Jackson played college football for three seasons with the University of Tampa Spartans football program, starting at defensive tackle for head coach Fran Curci in 1969 and 1970 and one season for head coach Bill Fulcher in 1971. The Spartans, who played as an independent, posted a 10–1 record in 1970 and finished the season as the fourth-ranked small college football team in the country. Jackson gave up his final year of college eligibility to sign a free-agent contract with Toronto Argonauts on March 8, 1972.

== Professional career ==

=== 1972–1974 ===

Jackson suited up for 44 games with the Argonauts, playing both left guard and left offensive tackle. He was selected by the Football Reporters of Canada to the 1974 Eastern Conference All-Star Team as a tackle. In 1974, Jackson was drafted by both the NFL’s Baltimore Colts and the Florida Blazers of the upstart World Football League.
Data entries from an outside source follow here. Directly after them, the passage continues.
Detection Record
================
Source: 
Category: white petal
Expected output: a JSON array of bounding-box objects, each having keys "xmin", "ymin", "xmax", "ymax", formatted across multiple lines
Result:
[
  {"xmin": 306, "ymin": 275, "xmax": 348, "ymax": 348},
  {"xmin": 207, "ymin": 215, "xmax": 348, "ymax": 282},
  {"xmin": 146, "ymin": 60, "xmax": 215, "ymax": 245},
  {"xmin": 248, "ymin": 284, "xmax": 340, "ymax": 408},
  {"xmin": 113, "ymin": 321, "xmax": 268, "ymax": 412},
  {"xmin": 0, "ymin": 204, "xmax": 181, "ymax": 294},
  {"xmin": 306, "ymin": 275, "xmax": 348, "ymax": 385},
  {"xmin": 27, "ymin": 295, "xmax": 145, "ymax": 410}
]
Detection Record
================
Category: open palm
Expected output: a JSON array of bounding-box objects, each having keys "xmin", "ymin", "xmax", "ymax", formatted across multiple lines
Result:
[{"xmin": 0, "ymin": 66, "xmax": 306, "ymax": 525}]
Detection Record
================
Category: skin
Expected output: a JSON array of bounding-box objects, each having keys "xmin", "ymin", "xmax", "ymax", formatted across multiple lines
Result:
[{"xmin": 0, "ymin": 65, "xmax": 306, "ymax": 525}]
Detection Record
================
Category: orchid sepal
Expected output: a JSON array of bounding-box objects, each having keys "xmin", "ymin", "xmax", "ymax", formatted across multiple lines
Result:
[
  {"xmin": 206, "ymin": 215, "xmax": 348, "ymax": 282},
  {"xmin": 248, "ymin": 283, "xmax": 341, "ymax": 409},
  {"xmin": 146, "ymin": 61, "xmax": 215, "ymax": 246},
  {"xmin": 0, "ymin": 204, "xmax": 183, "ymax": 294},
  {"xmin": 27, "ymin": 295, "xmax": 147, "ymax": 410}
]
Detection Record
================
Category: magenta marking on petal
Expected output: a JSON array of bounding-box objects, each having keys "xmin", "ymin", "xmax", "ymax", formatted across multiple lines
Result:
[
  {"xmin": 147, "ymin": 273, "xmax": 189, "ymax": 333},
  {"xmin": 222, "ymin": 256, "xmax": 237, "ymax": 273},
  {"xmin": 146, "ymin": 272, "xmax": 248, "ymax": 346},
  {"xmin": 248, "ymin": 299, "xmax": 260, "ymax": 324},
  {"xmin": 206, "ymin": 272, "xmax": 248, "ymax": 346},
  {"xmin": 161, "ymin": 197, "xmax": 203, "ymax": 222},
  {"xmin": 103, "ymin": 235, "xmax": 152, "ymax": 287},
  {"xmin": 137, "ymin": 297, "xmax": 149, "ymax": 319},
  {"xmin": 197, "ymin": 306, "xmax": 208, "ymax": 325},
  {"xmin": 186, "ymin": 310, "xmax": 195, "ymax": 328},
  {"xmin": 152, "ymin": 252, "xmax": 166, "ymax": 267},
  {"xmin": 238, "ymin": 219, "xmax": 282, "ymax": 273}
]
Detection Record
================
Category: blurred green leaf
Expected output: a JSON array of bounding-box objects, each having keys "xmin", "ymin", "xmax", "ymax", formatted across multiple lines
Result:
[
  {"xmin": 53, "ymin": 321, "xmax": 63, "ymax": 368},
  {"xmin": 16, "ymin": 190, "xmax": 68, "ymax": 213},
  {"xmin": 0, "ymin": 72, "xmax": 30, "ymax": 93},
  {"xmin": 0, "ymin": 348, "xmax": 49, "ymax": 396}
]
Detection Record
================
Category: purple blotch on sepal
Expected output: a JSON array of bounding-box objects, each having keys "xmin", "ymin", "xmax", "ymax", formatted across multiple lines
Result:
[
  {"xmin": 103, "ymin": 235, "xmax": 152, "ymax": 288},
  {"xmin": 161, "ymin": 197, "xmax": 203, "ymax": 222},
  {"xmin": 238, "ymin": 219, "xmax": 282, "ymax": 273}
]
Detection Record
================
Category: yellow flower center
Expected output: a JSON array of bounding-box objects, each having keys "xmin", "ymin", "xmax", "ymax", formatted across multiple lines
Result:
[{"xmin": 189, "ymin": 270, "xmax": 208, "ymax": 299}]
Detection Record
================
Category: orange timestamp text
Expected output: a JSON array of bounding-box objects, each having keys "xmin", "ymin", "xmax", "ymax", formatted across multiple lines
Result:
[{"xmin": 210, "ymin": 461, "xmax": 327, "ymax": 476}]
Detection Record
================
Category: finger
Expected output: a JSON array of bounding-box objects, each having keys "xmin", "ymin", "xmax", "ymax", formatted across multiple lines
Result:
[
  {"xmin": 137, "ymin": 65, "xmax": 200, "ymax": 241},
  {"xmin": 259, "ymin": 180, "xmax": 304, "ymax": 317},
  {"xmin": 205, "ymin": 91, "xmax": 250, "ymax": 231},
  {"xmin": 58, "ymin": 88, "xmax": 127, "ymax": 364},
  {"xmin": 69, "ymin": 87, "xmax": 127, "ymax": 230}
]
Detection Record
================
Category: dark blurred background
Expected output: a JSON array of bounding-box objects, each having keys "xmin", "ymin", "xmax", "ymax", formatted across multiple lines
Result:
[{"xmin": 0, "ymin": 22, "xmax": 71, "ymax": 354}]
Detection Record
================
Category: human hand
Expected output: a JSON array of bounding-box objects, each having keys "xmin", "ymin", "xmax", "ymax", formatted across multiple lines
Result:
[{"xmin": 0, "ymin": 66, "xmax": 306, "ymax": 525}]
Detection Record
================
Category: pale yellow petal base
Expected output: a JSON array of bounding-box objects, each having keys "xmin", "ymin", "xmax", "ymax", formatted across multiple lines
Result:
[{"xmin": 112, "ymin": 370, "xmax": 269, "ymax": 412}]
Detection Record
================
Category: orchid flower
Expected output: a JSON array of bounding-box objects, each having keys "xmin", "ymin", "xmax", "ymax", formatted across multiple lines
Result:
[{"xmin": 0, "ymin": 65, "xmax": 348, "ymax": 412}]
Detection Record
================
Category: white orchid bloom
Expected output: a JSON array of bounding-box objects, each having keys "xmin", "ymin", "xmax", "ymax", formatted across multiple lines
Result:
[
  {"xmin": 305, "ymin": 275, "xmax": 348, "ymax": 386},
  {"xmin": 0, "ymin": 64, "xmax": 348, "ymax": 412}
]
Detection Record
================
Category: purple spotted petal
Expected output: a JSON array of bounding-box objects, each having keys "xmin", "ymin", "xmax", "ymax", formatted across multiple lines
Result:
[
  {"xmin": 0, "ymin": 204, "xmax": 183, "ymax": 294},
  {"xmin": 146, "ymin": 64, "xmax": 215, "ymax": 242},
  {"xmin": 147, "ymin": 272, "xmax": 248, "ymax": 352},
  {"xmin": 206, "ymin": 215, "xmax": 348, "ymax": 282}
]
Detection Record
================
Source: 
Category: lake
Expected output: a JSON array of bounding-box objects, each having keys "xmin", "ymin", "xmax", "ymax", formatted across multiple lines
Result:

Jackson never signed with either team, preferring to play out his third-year option with the Argonauts, who finished 6–9–1 and failed to make to the 1974 CFL playoffs. During the Jan. 28, 1975, draft, the Bears traded their #5 pick in the 1976 draft to the Colts for the rights to Jackson and a seventh-round draft pick in 1976. Jackson officially signed with the Bears on March 25, 1975, after a brief tryout camp in Florida.

=== 1975–1984 ===

During his nine seasons with the Chicago Bears, Noah Jackson, who was nicknamed “Buddha,” helped pave the way for Walter Payton, who recorded seven 1,000-yard rushing seasons from 1975 to 1983. After recording his first 1,000-yard rushing campaign in 1976, Payton gifted all of his offensive linemen, including Jackson, gold watches. A durable offensive lineman, Jackson started 70 of 74 games from 1975 to 1979, including a streak of 50 consecutive starts from 1976 to 1979. “He was light on his feet and great on sweeps,” said former Chicago Bears head coach Jack Pardee (1975–1977). “He was a good run blocker and at the time we were a good running team. Our brand of football fit him to a tee.” In 1981, Jackson was signed to a pair of one-year contracts. In 1984, he was cut by the Bears in training camp and was signed as a free agent by the Buccaneers. After appearing in six games for the Bucs, including the season opener against the Bears, a 34–14 loss at Soldier Field, he was released during the 1984 season.

== Personal life ==

After his playing days, Jackson worked as a physical education instructor at the Chicago Center for New Direction, a community house for wards of the state. Jackson was inducted into the University of Tampa Hall of Fame in 1985 and the Jacksonville Sports Hall of Fame in 1987.

== Death ==
He died on November 20, 2023, in Jacksonville, Florida. He was 72 years old.